得分情况：\(100 + 100 + 10\)

（次短路板子忘了怎么写的大蒟蒻 = =

T1

直接贪心看每一位 \(0\) 多还是 \(1\) 多就好了。

/*
work by: Ariel_
Knowledge:
Time:
*/
#include<iostream>
#include<cstdio>
#include<cstring>
#include<queue>
#include<algorithm>
using namespace std;
const int MAXN = 1e3 + 5;
int read() {
  int x = 0, f = 1; char c = getchar();
  while(c < '0' || c > '9') {if(c == '-') f = -1;c = getchar();}
  while(c >= '0' && c <= '9') {x = x * 10 + c - '0';c = getchar();}
  return x * f;
}
int n;
char s[MAXN];
struct node{int cnt_0, cnt_1;}cnt[MAXN];
int main(){
  //freopen("curse.in", "r", stdin);
  //freopen("curse.out", "w", stdout);
  n = read();
  for (int i = 1; i <= n; i++) {
  	 scanf("%s", s + 1);
  	 int len = strlen(s + 1);
  	 for (int j = 1; j <= len; j++) {
  	    if(s[j] == '0') cnt[j].cnt_0++;
		else cnt[j].cnt_1++;	 
	 }
  }
  int len = strlen(s + 1);
  for (int i = 1; i <= len; i++) {
  	if(cnt[i].cnt_0 >= cnt[i].cnt_1) putchar('0');
	else putchar('1');
  }
  return 0;
}

T2

很显然要二分这个 \(L\)，关键是如何写 \(check\)。

首先发现 \(G\) 和 \(R\) 的范围很大，但 \(n\) 的范围很小。

再想一下，其实当 \(G + R \geq n\) 的时候，\(L\) 就可以设为 \(1\)，这样就将 \(G, R\) 的范围缩小到了 \(2000\) 以内。

考虑 \(dp\) 判断：

算法一

设 \(f_{i, j}\) 用了 \(i\) 次红光，用了 \(j\) 次绿光向右扩展到的最远的法坛。

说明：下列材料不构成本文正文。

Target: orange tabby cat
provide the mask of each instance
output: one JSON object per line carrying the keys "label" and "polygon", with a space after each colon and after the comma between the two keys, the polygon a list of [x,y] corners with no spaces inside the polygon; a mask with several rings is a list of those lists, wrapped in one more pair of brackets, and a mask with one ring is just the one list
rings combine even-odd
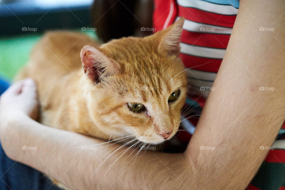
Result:
{"label": "orange tabby cat", "polygon": [[101,45],[80,33],[47,33],[21,73],[37,81],[40,122],[107,140],[134,135],[157,144],[170,139],[186,92],[178,58],[184,21]]}

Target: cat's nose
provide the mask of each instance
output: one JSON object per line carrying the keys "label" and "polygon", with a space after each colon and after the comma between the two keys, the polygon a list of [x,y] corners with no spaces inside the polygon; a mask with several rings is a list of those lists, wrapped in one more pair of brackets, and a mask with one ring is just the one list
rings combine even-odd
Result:
{"label": "cat's nose", "polygon": [[172,130],[170,132],[167,132],[166,131],[164,133],[162,133],[162,134],[160,134],[160,135],[162,136],[162,137],[163,137],[164,139],[166,139],[167,138],[168,138],[170,137],[170,135],[171,135],[171,133],[172,133],[172,132],[173,131],[173,130]]}

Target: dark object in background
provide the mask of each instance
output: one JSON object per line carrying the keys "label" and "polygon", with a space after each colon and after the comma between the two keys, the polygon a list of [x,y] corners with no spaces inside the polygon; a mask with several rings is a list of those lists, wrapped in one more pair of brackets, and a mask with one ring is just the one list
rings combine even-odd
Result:
{"label": "dark object in background", "polygon": [[47,30],[69,29],[91,25],[92,1],[2,0],[0,35],[34,34]]}
{"label": "dark object in background", "polygon": [[153,34],[153,0],[94,0],[92,21],[99,39],[105,42],[113,39]]}

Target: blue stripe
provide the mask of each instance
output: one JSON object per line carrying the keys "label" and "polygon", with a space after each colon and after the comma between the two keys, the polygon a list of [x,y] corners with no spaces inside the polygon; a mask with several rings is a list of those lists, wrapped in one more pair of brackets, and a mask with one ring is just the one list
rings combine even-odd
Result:
{"label": "blue stripe", "polygon": [[231,5],[235,8],[238,9],[240,6],[240,1],[238,0],[201,0],[209,3],[212,3],[219,5]]}

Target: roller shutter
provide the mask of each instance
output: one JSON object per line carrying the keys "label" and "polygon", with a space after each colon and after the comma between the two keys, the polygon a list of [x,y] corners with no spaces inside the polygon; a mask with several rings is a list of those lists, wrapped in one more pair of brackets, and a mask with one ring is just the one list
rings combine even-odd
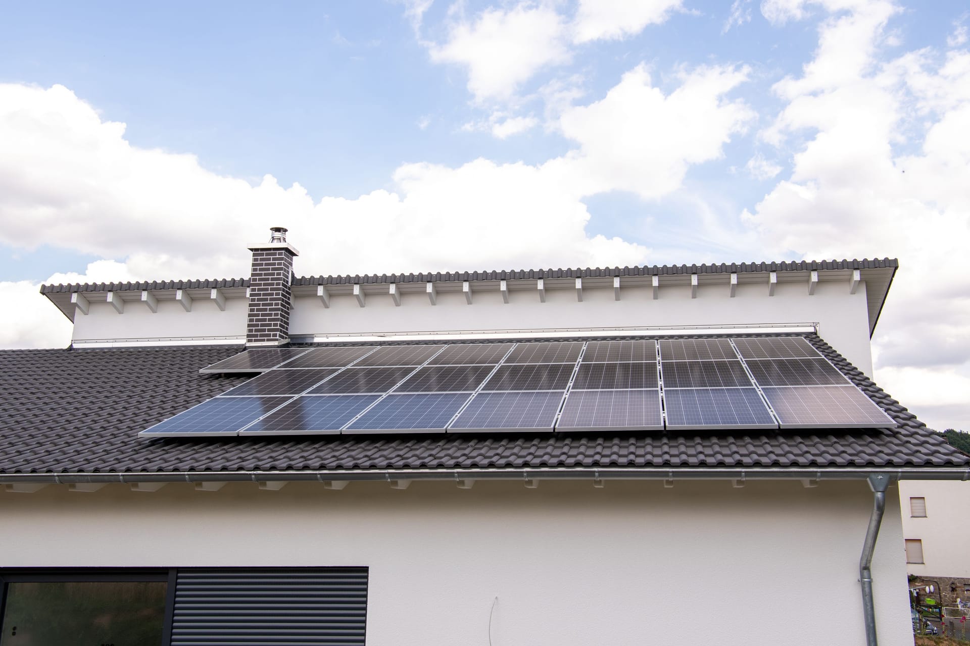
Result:
{"label": "roller shutter", "polygon": [[179,569],[172,644],[363,644],[367,584],[367,568]]}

预处理 \(p_i\) 表示从 \(i\) 点用红光能向右能扩展到最远的是哪个法坛，\(q_i\)表示从 \(i\) 点用绿光向右能扩展到最远的是哪个法坛。

\(f_{i, j} = \max\{p[f_{i - 1, j}+1], q[f_{i, j - 1}+1]\}\)

code

/*
work by: Ariel_
Knowledge:
Time:
*/
#include<iostream>
#include<cstdio>
#include<cstring>
#include<queue>
#include<algorithm>
using namespace std;
const int MAXN = 1e5 + 5;
const int INF = 0x3f3f3f3f;
int read() {
  int x = 0, f = 1; char c = getchar();
  while(c < '0' || c > '9') {if(c == '-') f = -1;c = getchar();}
  while(c >= '0' && c <= '9') {x = x * 10 + c - '0';c = getchar();}
  return x * f;
}
int n, R, G, a[MAXN], Ans, f[2010][2010];
bool Check(int L) {
   for (int i = 1; i <= n; i++) 
   	 for (int j = 0; j <= R; j++) f[i][j] = INF;
   int l1 = 0, l2 = 0;
   f[0][0] = 0;
   for (int i = 1; i <= n; i++){
      while(l1 < n && a[l1 + 1] + L <= a[i]) l1++;
      while(l2 < n && a[l2 + 1] + 2 * L <= a[i]) l2++;
      for (int j = 0; j <= R; j++) {
      	 if(j) f[i][j] = min(f[i][j], f[l1][j - 1]);
      	 f[i][j] = min(f[i][j], f[l2][j] + 1);
	  }
   }
   for(int i = 0; i <= R; ++i) if(f[n][i] <= G) return true;
   return false;
}
int main(){
  n = read(), R = read(), G = read();
  if(R + G >= n) {puts("1"); return 0;}
  for (int i = 1; i <= n; i++) a[i] = read();
  sort(a + 1, a + n + 1);
  int l = 1, r = 1e9, Ans = r;
  while(l <= r) {
  	int mid = (l + r) >> 1;
  	if(Check(mid)) Ans = mid, r = mid - 1;
  	else l = mid + 1;
  }
  cout<<Ans;
  return 0;
}

算法二

\(f_{i, j}\) 表示用了 \(j\) 次红光，摧毁前 \(i\) 个位置的法坛，用的绿光的最少次数。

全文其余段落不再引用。